Sané aura beau réduire la marque, l'OM remporte de superbe manière la Coupe de la Ligue.

C'est là que l'on repense à ces 2 finales perdues, à cette disette, à ces exploits qui n'ont jamais été traduits par une nouvelle ligne au palmarès. Les larmes montent aux yeux. Pour les générations nées depuis la fin des années 80, c'est la première fois que l'on goûte à cette ivresse de la victoire. L'émotion est à son paroxysme. Ce n'est pas possible, ce n'est pas croyable, on est dans un rêve éveillé.

Les joueurs viennent communier avec le peuple marseillais. Le nom de M. Louis Dreyfus est scandé par des supporters qui ne l'avaient pourtant pas ménagés de son vivant. Tous les morts sont des braves types dit le dicton. Il n'empêche que le tifo fut émouvant. Dommage que l'on n'ait pas rendu un hommage similaire aux supporters des MTP disparus lors d'un déplacement au Havre la saison dernière....
Margarita Louis-Dreyfus et l'homme Dassier sont en transe. Enfin un trophée!

Le speaker redore son blason en lançant les chants. Qui ne saute pas n'est pas Marseillais!!! Nous sommes les Marseillais et nous avons gagné!!! Ce n'est qu'une Coupe de la Ligue mais la joie est immense, le bonheur palpable.

"Jump" résonne dans la sono, on ne veut pas partir du stade.
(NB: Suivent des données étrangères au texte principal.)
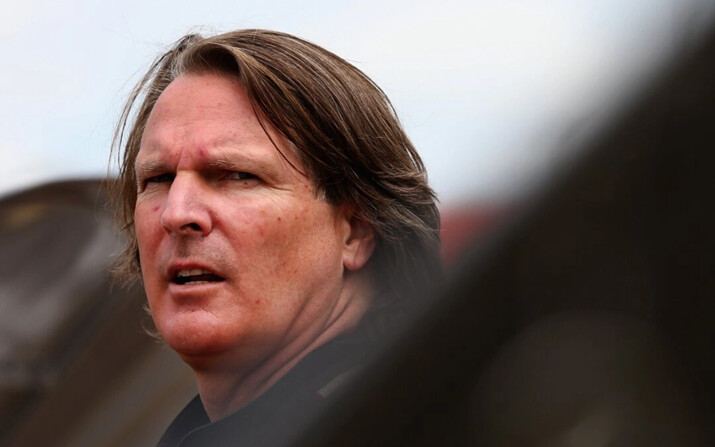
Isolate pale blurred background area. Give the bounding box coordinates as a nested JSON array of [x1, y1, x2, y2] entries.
[[0, 0, 715, 447]]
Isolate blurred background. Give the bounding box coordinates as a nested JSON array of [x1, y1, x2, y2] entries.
[[0, 0, 715, 446]]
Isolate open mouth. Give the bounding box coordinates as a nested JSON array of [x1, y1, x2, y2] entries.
[[171, 269, 224, 286]]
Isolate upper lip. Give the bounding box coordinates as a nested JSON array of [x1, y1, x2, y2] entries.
[[166, 262, 225, 281]]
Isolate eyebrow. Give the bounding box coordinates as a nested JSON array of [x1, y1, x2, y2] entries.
[[134, 160, 168, 179]]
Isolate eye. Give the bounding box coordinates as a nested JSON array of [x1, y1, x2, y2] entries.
[[144, 174, 174, 183], [138, 173, 174, 192]]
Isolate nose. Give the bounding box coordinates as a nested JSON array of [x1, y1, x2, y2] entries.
[[161, 174, 212, 236]]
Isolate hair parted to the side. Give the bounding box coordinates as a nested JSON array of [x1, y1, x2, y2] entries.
[[112, 30, 441, 312]]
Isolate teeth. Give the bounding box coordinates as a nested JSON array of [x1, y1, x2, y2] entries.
[[176, 269, 213, 278]]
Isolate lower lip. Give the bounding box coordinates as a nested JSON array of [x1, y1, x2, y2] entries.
[[169, 281, 226, 296]]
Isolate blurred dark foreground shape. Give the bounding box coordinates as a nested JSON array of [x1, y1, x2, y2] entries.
[[0, 18, 715, 447]]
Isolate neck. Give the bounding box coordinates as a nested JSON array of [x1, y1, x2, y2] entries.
[[184, 272, 372, 422]]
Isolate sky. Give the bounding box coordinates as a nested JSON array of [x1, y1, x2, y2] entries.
[[0, 0, 715, 204]]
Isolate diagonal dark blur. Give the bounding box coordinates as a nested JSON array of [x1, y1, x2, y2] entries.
[[291, 13, 715, 447]]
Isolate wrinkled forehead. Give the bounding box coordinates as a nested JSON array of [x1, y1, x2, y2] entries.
[[134, 71, 317, 189]]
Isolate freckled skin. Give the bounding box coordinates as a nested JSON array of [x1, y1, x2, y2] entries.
[[134, 74, 369, 378]]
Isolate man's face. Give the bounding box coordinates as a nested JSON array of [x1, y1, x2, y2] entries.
[[134, 74, 364, 372]]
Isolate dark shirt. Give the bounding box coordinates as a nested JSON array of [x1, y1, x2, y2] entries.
[[157, 332, 369, 447]]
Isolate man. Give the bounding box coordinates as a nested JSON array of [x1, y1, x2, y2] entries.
[[115, 30, 440, 446]]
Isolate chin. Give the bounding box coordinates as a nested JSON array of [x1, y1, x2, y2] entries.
[[157, 312, 234, 357]]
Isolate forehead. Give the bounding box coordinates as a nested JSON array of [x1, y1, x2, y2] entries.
[[136, 73, 303, 173]]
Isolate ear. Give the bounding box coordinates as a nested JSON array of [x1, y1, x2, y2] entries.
[[343, 210, 375, 271]]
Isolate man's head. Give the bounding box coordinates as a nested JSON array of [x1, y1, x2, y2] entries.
[[115, 30, 440, 356]]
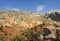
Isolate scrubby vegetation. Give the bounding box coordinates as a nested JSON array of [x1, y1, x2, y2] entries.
[[0, 11, 60, 41]]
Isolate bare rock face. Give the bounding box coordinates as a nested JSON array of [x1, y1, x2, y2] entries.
[[48, 12, 60, 21]]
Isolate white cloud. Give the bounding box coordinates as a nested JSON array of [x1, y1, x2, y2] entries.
[[36, 5, 45, 11]]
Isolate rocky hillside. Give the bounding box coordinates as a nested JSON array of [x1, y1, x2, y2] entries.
[[0, 11, 60, 41]]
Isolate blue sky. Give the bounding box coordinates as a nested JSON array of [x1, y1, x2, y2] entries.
[[0, 0, 60, 12]]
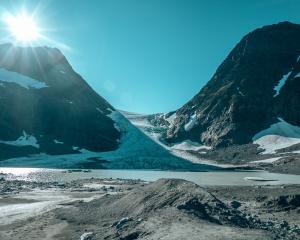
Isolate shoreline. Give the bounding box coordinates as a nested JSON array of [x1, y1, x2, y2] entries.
[[0, 178, 300, 240]]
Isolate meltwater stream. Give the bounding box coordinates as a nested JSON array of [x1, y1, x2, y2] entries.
[[0, 168, 300, 186]]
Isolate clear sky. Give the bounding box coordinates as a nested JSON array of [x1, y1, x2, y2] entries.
[[0, 0, 300, 113]]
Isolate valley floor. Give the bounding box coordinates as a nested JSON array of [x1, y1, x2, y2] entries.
[[0, 176, 300, 240]]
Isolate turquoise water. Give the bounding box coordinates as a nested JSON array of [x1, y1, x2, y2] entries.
[[0, 168, 300, 186]]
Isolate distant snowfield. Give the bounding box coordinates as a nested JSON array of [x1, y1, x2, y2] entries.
[[0, 111, 216, 170], [0, 131, 40, 148], [122, 112, 233, 167], [252, 118, 300, 154], [274, 71, 292, 97], [0, 68, 48, 89], [171, 140, 211, 151]]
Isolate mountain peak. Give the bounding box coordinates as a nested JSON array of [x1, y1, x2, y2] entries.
[[166, 22, 300, 146]]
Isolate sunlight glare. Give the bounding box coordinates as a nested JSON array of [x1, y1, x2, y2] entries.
[[5, 13, 40, 42]]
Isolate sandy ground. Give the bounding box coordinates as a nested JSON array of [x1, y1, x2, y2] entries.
[[0, 179, 300, 240]]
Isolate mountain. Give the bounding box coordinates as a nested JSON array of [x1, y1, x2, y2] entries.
[[0, 44, 120, 159], [0, 44, 215, 170], [162, 22, 300, 147]]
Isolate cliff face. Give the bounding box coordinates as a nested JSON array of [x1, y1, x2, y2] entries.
[[0, 44, 120, 159], [165, 22, 300, 146]]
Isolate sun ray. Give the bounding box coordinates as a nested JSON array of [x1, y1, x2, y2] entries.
[[4, 12, 40, 43]]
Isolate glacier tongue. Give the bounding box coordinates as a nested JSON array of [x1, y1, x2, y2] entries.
[[252, 118, 300, 154]]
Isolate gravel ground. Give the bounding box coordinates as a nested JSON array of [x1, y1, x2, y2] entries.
[[0, 179, 300, 240]]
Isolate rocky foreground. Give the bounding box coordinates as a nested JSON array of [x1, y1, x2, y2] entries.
[[0, 179, 300, 240]]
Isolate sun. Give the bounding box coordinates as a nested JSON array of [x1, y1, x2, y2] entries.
[[4, 13, 40, 43]]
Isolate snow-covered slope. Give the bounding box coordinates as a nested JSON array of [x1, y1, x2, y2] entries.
[[0, 111, 218, 171], [122, 111, 219, 166], [253, 118, 300, 154]]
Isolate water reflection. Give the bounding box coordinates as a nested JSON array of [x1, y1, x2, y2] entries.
[[0, 168, 300, 185]]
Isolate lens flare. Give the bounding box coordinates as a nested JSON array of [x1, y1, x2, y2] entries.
[[4, 13, 40, 43]]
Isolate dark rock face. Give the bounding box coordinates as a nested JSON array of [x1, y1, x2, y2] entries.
[[0, 44, 120, 159], [165, 22, 300, 146]]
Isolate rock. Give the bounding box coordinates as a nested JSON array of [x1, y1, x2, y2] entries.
[[80, 232, 95, 240], [230, 201, 241, 209], [112, 217, 133, 229], [159, 22, 300, 147]]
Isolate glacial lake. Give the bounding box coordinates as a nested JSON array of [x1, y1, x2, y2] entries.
[[0, 168, 300, 186]]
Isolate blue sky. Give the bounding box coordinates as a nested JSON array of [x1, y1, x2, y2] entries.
[[0, 0, 300, 113]]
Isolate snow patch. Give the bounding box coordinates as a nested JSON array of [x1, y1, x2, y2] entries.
[[80, 232, 94, 240], [165, 112, 177, 126], [273, 72, 292, 97], [184, 113, 197, 131], [254, 135, 300, 154], [252, 118, 300, 141], [96, 108, 103, 113], [0, 131, 40, 148], [53, 139, 64, 144], [294, 72, 300, 78], [251, 157, 281, 163], [171, 140, 210, 151], [252, 118, 300, 154], [0, 68, 48, 89], [236, 87, 245, 97]]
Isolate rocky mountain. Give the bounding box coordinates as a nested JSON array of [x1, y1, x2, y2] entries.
[[0, 44, 215, 170], [0, 44, 120, 159], [161, 22, 300, 147]]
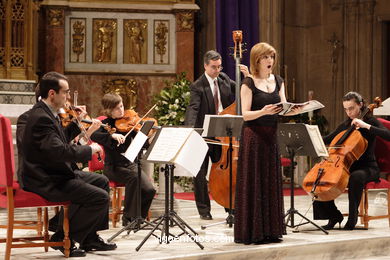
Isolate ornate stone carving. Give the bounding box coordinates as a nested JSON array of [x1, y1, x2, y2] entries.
[[47, 8, 64, 26], [103, 79, 138, 109], [123, 19, 148, 64], [93, 19, 117, 63], [176, 12, 194, 32], [70, 19, 85, 62], [154, 20, 169, 64]]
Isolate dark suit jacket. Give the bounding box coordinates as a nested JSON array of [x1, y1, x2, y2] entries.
[[22, 101, 91, 199], [185, 72, 236, 127]]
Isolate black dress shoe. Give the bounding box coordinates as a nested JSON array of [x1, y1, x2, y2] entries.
[[50, 232, 87, 257], [200, 212, 213, 220], [322, 214, 344, 230], [80, 235, 117, 252]]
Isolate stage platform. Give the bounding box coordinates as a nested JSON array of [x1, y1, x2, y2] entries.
[[0, 193, 390, 260]]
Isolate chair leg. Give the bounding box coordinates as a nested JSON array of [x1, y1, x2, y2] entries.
[[363, 189, 368, 229], [37, 208, 43, 237], [4, 188, 15, 260], [111, 188, 118, 228], [386, 189, 390, 227], [41, 207, 49, 252], [62, 206, 70, 257]]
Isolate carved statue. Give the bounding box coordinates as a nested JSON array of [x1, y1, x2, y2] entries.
[[96, 21, 116, 62]]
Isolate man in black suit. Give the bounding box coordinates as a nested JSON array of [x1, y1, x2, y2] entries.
[[185, 50, 247, 220], [22, 72, 116, 257]]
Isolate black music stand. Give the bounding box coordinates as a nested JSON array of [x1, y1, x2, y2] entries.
[[107, 121, 155, 242], [135, 127, 204, 251], [278, 123, 329, 234], [201, 115, 244, 229]]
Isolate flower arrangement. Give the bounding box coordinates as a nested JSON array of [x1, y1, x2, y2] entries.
[[153, 72, 192, 192], [154, 72, 191, 126]]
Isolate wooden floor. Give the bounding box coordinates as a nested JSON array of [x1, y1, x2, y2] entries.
[[0, 194, 390, 260]]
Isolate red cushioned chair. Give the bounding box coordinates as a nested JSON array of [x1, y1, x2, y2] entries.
[[359, 118, 390, 228], [0, 115, 70, 260], [88, 116, 125, 227]]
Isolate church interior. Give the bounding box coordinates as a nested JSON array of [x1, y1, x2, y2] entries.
[[0, 0, 390, 260]]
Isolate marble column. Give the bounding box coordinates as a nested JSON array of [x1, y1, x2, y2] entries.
[[41, 6, 65, 73]]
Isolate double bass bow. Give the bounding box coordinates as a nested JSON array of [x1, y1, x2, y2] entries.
[[302, 97, 382, 201], [209, 31, 243, 209]]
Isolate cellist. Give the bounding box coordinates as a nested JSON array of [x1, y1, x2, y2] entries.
[[313, 92, 390, 230]]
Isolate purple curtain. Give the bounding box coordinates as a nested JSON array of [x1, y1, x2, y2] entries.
[[216, 0, 259, 79]]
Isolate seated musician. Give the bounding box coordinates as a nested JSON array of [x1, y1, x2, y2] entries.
[[91, 93, 156, 226], [313, 92, 390, 230], [22, 72, 116, 257]]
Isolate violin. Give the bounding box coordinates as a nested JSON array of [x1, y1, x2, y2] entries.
[[302, 97, 382, 201], [115, 105, 157, 137]]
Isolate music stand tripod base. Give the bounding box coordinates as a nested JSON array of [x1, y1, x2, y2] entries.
[[135, 164, 204, 251]]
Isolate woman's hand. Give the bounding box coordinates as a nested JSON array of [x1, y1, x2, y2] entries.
[[87, 119, 102, 137], [238, 64, 252, 77], [111, 134, 126, 144], [261, 104, 282, 115], [351, 118, 371, 129]]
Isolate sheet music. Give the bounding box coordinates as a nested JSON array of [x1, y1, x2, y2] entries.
[[147, 127, 194, 162], [123, 131, 148, 162]]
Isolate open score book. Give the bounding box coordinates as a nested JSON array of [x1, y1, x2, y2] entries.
[[275, 100, 325, 115]]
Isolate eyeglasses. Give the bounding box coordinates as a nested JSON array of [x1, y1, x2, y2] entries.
[[211, 65, 223, 71]]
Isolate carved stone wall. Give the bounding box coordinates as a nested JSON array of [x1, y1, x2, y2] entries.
[[39, 0, 198, 117]]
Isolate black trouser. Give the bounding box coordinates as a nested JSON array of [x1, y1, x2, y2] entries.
[[42, 171, 110, 244], [194, 155, 211, 215], [104, 163, 156, 219], [313, 167, 379, 224]]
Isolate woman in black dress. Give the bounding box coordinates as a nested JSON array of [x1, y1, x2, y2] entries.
[[234, 43, 286, 244], [313, 92, 390, 230]]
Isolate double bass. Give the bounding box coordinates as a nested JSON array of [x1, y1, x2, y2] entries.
[[209, 31, 242, 209], [302, 97, 382, 201]]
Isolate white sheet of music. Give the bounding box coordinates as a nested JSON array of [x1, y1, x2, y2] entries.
[[123, 132, 148, 162], [147, 127, 194, 162]]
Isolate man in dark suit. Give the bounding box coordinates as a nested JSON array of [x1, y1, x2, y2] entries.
[[22, 72, 116, 257], [185, 50, 241, 220]]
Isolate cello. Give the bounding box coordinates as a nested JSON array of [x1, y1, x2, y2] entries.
[[302, 97, 382, 201], [209, 31, 242, 209]]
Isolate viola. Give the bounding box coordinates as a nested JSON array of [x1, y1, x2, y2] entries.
[[302, 97, 382, 201], [115, 105, 157, 136]]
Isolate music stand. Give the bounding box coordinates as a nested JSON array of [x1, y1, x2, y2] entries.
[[278, 123, 329, 234], [107, 121, 154, 242], [135, 127, 204, 251], [201, 115, 244, 229]]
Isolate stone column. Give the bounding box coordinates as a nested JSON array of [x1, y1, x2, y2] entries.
[[176, 10, 194, 81], [40, 6, 65, 73]]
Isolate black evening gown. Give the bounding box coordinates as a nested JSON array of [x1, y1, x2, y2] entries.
[[234, 78, 286, 244]]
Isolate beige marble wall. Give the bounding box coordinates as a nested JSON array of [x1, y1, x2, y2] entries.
[[278, 0, 390, 129]]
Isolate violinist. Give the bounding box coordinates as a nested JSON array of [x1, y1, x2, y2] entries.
[[313, 92, 390, 230], [91, 93, 156, 226], [22, 72, 116, 257], [185, 50, 249, 220]]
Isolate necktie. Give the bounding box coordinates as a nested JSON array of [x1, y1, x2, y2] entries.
[[213, 79, 219, 114]]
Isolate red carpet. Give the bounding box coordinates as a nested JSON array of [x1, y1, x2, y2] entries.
[[175, 188, 307, 200]]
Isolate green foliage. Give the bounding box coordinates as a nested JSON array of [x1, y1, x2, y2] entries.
[[153, 72, 191, 126], [153, 72, 192, 191]]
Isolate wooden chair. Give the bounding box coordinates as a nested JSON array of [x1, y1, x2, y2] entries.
[[88, 146, 125, 228], [359, 118, 390, 228], [0, 115, 71, 260]]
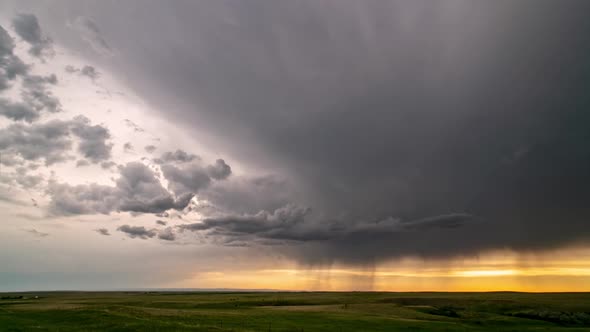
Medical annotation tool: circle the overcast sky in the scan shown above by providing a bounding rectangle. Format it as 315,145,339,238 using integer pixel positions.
0,0,590,291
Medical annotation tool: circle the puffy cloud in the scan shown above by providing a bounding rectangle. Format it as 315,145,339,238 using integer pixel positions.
80,65,100,80
26,228,49,237
207,159,231,180
69,16,113,56
72,116,113,163
179,205,311,238
48,162,193,215
123,142,133,152
123,119,145,133
100,161,117,169
0,120,72,164
12,14,53,57
158,227,176,241
96,228,111,236
65,65,100,81
144,145,157,153
162,164,211,194
0,26,28,91
154,149,201,164
0,98,39,123
117,225,157,240
21,74,62,113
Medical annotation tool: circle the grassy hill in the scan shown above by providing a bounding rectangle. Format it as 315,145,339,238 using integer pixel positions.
0,292,590,332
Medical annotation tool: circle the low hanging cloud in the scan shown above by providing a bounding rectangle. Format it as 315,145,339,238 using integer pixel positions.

La soirée sera longue, on dormira peu, et on aura les yeux bien rouges demain matin. Me'n garci francament, je m'en fous franchement.

Ces émotions-là, seul le foot peut nous les donner. Chaque supporter aura son histoire à raconter sur ce match, ses anecdotes, ses exagérations. Je vous ai conté la mienne. Ce fut un grand moment de bonheur communicatif à donner la chair de poule. Dans quelques années, je pourrai dire que j'ai eu la chance d'y être.

Plus que jamais, je suis fier d'appartenir au peuple marseillais.